To help companies that granted options after 6 April 1999 the government has said that legislation will be introduced at the earliest opportunity to limit the amount of the NIC payable on options granted between 6 April 1999 and 19 May 2000. The liability will be limited to the gain attributable to the growth in company share price up to 7 November 2000.
About capital gains tax taper relief
Capital Gains Tax (CGT) taper relief was introduced in the Finance Act 1998. The relief reduces the amount of a capital gain that is charged to tax on the disposal of an asset; the reduction increases the longer the asset has been held after 5 April 1998. Taper relief applies to the capital gains of individuals, trusts and the personal representatives of deceased persons, but not to the capital gains of companies.
Different tapers apply to business assets and non-business assets. The taper reduces the effective CGT rates for a higher rate CGT payer from 40 per cent to 10 per cent for business assets and from 40 per cent to 24 per cent for non-business assets.
The Finance Act 2000 broadened the range of assets that qualify as business assets with effect from 6 April 2000. Business assets now include:
- shares owned by employees and officers in a trading company where they work;
- shares in unlisted trading companies; and
- shares in listed trading companies provided that the individual controls not less than 5 per cent of the voting rights.
Most businesses are treated as trading, but investment companies and property investment companies are not. Companies that are mainly trading, but that have more than an insubstantial amount of non-trading activities are also not treated as trading.
There will be no change to the requirement for shares held by non-employee shareholders to be in trading companies in order to qualify as business assets.
Taxpayers will benefit from the relief on disposals of assets when they calculate their CGT liability under self-assessment. A helpsheet (April 2001 Helpsheet IR 279 Taper Relief) will include information about the proposals, and a revised version will be issued after the next Finance Bill has received Royal Assent.
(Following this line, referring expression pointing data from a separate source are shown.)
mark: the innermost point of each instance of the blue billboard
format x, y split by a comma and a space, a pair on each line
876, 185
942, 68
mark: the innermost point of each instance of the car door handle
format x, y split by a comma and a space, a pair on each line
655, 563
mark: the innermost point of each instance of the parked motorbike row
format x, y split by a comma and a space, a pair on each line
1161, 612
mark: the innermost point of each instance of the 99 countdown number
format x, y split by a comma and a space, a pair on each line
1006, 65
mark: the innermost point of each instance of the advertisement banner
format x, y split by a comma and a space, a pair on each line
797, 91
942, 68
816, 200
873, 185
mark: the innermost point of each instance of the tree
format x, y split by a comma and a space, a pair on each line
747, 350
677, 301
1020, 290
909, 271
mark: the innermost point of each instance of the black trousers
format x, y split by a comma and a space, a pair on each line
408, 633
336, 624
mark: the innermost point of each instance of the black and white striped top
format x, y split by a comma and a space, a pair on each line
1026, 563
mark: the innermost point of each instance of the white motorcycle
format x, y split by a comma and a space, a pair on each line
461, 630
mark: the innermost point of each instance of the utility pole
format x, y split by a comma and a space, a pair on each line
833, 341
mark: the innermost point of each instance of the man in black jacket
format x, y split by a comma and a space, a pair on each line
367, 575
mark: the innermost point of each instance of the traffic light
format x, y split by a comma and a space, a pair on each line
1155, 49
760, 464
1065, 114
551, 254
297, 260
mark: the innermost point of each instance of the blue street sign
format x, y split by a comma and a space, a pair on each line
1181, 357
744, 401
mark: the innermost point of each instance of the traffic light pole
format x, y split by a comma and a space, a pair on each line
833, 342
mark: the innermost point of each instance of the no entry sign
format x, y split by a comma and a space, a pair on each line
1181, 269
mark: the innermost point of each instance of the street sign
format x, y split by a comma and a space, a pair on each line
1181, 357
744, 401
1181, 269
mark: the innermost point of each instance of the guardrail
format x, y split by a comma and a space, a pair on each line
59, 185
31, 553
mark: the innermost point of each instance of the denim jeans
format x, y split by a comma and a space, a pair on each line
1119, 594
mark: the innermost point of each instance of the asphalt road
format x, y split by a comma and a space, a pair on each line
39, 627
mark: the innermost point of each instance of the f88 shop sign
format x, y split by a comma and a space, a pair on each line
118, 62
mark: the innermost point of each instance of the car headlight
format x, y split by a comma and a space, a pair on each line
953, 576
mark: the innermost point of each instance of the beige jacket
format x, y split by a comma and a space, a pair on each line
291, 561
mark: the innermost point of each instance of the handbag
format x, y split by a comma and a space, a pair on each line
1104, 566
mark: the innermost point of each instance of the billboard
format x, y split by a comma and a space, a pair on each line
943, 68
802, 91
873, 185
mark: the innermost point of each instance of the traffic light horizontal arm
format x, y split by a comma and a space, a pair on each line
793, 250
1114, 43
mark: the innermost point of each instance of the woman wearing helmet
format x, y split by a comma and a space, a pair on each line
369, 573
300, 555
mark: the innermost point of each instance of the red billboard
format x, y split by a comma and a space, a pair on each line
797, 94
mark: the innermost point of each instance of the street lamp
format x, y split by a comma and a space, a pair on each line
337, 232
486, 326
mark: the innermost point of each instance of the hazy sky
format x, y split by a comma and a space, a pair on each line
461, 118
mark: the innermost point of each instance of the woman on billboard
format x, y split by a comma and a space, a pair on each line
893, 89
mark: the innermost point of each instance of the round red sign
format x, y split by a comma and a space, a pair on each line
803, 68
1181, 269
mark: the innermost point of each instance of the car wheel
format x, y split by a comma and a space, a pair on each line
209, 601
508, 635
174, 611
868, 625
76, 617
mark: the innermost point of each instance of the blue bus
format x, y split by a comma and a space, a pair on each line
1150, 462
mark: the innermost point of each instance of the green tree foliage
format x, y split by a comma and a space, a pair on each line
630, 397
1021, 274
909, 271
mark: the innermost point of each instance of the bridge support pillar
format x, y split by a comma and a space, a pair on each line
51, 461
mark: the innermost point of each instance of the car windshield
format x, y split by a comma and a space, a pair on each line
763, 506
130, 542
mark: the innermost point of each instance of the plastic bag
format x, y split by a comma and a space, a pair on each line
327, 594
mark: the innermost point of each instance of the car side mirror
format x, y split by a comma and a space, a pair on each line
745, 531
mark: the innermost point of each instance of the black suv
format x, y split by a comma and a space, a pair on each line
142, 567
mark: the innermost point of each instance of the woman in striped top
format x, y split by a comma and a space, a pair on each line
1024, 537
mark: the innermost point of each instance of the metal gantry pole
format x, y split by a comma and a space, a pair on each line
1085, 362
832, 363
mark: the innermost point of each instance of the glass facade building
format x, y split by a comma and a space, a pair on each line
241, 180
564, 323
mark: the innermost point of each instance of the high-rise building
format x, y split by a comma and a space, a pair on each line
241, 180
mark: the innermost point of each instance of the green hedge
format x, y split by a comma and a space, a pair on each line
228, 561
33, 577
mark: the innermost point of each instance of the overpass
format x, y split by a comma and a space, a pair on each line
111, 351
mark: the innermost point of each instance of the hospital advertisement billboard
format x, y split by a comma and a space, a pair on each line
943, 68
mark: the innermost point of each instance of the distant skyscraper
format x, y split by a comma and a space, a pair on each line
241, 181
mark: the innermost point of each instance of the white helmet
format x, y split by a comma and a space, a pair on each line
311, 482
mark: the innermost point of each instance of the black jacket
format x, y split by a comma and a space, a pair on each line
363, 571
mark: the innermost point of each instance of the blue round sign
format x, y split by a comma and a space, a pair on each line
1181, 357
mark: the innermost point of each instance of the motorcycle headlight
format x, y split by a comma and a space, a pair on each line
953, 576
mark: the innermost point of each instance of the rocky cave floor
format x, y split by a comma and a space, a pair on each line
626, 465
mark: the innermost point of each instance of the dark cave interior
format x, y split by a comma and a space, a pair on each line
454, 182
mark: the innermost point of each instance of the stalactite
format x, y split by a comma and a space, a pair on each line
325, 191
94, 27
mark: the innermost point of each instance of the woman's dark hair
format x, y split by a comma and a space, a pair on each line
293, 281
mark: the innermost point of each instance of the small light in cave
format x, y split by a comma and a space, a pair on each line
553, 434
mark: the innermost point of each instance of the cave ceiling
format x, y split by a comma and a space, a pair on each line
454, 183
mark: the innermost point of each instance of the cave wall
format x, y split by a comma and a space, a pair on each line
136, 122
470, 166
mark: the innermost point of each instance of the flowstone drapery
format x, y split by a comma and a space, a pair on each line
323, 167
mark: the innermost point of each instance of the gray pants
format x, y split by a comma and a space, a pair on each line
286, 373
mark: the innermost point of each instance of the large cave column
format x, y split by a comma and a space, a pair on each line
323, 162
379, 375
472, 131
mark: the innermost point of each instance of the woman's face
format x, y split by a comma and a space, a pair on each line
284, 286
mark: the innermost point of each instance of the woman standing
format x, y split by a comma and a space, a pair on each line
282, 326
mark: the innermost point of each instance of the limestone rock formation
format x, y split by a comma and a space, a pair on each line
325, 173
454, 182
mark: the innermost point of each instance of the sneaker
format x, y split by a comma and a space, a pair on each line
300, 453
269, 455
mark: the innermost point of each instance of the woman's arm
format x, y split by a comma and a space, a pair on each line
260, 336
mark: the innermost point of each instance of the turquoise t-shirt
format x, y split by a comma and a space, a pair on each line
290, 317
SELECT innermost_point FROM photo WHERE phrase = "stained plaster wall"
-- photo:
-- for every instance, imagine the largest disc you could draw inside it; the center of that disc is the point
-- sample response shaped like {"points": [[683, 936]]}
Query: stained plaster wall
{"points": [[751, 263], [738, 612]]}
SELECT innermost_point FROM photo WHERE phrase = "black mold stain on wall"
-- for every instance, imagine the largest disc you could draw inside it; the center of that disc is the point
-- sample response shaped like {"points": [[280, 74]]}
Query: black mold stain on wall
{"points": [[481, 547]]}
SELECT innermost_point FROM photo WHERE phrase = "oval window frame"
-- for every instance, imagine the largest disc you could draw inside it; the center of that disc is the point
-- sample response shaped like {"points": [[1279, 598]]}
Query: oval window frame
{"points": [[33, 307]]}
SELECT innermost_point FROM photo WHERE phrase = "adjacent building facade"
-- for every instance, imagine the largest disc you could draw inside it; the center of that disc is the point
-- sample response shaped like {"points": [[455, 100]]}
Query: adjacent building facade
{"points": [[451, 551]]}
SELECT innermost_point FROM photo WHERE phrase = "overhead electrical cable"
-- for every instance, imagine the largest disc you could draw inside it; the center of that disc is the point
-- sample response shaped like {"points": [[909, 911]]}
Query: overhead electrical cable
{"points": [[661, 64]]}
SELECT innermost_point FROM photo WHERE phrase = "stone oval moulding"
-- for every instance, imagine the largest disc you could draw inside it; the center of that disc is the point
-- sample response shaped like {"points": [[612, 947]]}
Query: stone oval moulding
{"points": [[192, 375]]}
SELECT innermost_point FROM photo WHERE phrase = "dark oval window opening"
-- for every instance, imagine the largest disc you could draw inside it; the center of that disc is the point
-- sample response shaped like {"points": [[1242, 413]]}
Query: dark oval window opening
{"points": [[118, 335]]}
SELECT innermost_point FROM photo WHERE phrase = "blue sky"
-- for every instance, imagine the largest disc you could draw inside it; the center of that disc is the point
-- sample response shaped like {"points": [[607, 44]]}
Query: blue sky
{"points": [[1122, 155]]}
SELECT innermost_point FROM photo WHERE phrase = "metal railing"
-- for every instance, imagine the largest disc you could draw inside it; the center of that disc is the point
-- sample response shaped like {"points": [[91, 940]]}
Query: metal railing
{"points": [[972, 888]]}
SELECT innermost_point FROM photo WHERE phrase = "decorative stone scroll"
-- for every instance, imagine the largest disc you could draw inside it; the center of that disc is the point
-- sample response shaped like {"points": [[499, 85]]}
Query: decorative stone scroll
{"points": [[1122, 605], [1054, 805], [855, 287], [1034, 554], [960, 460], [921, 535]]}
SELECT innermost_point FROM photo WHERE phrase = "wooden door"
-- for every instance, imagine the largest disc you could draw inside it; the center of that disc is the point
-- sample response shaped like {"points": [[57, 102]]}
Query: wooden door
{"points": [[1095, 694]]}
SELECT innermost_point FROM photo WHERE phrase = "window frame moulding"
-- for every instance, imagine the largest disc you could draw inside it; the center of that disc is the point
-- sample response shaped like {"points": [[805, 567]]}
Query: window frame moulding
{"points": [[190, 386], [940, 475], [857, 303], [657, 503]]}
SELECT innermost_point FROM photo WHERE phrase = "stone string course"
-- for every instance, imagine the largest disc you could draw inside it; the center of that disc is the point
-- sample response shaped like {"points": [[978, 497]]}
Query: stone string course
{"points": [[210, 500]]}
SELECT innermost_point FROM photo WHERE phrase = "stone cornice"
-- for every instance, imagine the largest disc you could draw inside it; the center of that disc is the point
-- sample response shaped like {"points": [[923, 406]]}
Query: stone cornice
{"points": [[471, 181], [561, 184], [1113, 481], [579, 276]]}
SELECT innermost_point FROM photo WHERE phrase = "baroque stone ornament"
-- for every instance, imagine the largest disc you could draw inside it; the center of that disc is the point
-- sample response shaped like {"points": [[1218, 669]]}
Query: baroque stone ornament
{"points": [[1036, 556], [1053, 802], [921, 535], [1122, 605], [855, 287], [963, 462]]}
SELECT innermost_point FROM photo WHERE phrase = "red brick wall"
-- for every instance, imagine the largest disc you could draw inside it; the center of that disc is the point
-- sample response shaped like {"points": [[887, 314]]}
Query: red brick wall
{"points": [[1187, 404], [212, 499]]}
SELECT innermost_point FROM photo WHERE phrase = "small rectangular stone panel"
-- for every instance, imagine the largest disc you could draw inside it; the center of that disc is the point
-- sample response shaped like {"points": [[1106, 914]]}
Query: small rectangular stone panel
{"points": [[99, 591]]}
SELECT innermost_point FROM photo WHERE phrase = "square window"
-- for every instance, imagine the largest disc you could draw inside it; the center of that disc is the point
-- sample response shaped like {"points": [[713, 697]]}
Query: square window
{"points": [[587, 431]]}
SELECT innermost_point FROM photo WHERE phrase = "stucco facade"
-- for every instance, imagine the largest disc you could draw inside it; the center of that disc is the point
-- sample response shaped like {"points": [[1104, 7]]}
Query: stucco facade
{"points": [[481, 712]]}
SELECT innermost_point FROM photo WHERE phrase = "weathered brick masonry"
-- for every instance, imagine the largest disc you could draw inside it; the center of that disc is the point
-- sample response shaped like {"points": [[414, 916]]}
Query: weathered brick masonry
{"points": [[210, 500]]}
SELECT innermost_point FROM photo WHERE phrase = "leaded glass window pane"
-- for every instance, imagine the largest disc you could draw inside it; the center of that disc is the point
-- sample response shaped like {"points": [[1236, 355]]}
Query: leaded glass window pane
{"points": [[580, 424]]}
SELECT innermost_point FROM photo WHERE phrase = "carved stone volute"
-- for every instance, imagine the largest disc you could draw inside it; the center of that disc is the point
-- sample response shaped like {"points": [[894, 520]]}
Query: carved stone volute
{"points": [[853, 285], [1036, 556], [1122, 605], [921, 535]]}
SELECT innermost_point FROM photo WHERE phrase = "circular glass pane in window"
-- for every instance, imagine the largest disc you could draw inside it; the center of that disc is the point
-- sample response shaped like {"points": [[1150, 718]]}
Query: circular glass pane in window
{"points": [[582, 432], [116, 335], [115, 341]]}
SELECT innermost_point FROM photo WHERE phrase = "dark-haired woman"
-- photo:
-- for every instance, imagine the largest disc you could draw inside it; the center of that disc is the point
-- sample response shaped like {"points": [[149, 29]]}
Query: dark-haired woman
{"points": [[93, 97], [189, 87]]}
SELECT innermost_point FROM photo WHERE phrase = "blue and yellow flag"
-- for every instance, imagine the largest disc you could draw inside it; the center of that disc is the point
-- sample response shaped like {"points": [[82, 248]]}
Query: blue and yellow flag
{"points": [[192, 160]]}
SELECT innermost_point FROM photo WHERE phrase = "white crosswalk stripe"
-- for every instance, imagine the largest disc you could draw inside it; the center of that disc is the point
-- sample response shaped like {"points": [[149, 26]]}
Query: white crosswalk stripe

It will be available on the Inland Revenue's website at www.inlandrevenue.gov.uk or by calling 0845 9000 404.
Close companies are defined in legislation. Close companies include companies that are controlled by five or fewer people.
Measures to make UK tax system more attractive
The Chancellor’s package, which is subject to consultation:
- Removes out-dated requirements for companies to withhold tax on most intra-UK interest and royalty payments, simplifying the administration for payers and avoiding cash flow issues for the recipients. This should help to enhance competition in the financial services sector;
- Builds on the work undertaken since Budget by the Inland Revenue, together with business, to launch the next stage in the reform of the taxation of intellectual property, goodwill and other intangible assets;
- Expands the scope of the consultation on the taxation of disposals of substantial shareholdings, to consider the issues surrounding a deferral relief regime in more detail and, as part of a wider discussion on competitiveness, whether alternative approaches, including the possibility of a form of exemption regime, might be appropriate; and
- Extends the on-shore pooling rules for Double Taxation Relief to allow relief for rates of foreign tax paid up to 45 per cent even if these arise at several levels in a chain of companies overseas.
In addition to these measures, the government is also looking to:
- Simplify and modernise the legislation concerning corporate debt, financial instruments and foreign exchange gains and losses;
- Clarify the tax treatment for the new Limited Liability Partnerships;
- Adjust and simplify the calculation of foreign tax for Double Taxation Relief purposes, so that it applies in all cases as originally intended; and
- Clarify the changes to the treatment of capital gains of companies introduced in this year's Finance Act.
- Appropriate legislation for these measures will be introduced in the next Finance Bill.